Enrique BYN

Prohibido nombrarse así

Si yo fuera chiapaneco y volviera a ser padre, tal vez le pondría Caralampio a mi hijo o Zoila a mi hija. En Chiapas, tales nombres de persona son de lo más natural y aceptado del mundo (lo mismo Ocotlana en Tlaxcala, Pueblito en Querétaro, Salud en Michoacán, Sanjuanita en Jalisco, estos cuatro por la veneración popular hacia sus respectivas imágenes marianas). Pero vivo en Hidalgo, y aquí el Registro del Estado Familiar me lo impediría: desde 2017 los tiene, entre muchos otros, en una lista de nombres vetados, so pretexto de sonar impropios, ofensivos, carentes de significado o excusa para chacotear con ellos.

El pobre San Caralampio ha de estar fúrico desde el templo donde se le rinde culto en Comitán. Igual la pobre Santa Zoila, cuyo nombre ostenta orgulloso un conocido colegio particular en la peruana Lima. En contraste, ya-saben-quién debe sentirse muy orondo porque en Coahuila se registró a un niño como Gatell Covid. Y ya-saben-qué-palabreja se siente pavorreal porque a una niña de Tabasco la registraron como Bridgit Pandemia.

¿Es denigrante, peyorativo, discriminatorio, llamarse de tal o cual manera? Cuestión de enfoques. El problema no radica en el propio nombre (Zoila, verbigracia, significa en griego “llena de vida”), sino en su utilización o, a veces, en el contexto donde se aplica. Cualquier apelativo, el más común, cotidiano, inocente, puede ofender a la persona aludida si alguien se lo dice en tono burlesco.

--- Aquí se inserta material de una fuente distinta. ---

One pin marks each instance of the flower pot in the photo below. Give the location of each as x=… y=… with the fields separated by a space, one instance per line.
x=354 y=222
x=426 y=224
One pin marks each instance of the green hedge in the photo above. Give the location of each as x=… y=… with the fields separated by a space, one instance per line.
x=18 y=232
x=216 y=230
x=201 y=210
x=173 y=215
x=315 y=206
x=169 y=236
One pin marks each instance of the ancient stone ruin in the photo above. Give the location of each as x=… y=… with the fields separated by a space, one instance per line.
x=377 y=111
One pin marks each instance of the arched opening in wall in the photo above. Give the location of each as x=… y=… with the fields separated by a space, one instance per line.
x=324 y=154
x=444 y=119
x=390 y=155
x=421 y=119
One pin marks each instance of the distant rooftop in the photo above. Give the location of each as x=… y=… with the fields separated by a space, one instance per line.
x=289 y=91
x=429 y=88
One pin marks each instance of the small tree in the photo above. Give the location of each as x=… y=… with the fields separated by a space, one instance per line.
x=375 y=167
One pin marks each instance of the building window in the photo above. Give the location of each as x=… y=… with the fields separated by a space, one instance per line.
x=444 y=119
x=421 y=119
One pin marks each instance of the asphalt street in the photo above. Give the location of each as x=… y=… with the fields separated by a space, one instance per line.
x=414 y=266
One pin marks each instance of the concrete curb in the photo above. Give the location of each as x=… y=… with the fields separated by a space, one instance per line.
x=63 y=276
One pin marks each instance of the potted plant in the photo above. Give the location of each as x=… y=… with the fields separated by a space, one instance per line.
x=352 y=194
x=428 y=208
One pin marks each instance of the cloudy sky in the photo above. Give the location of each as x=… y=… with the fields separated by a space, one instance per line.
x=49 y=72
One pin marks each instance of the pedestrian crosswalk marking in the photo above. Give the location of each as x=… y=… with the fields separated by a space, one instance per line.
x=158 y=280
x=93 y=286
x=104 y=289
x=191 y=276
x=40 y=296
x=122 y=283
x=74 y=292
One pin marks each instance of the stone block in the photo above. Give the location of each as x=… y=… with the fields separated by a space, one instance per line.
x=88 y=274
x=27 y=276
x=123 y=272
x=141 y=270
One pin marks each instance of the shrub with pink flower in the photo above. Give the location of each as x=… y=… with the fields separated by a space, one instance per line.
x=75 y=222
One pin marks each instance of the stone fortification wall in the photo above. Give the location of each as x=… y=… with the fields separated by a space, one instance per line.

También si lo vuelve un ingenioso juego de palabras (Burrén, Malicia, Gordolfo, Mamel, Robero, Sanbriago, Nalgarita).

No todo, empero, se reduce a una lista sobre el escritorio de la autoridad firmante de un acta de nacimiento. Acaba de presentarse en el Congreso hidalguense una iniciativa de reforma a la Ley para la Familia del Estado de Hidalgo, la cual ya obligaría a los oficiales del registro civil a orientar en materia de onomástica inadecuada a quienes procrearon una criatura. Cito el argumento, trascrito de una nota periodística local: “para evitar que los menores sean víctimas de bromas y daños a su autoestima y desarrollo”.

Mi ignorancia se cuestiona si cualquier autoridad (civil, eclesiástica, familiar, etc.) tiene el suficiente conocimiento, criterio y calidad moral para juzgar la impertinencia o el riesgo potencial de nombrar así o asá a un infante, sobre todo en casos como los citados en las primeras líneas. Acaso porque me da miedo suponer cómo terminarían mi autoestima y desarrollo si mañana o pasado descubro a Enrique en el catálogo de nombres proscritos.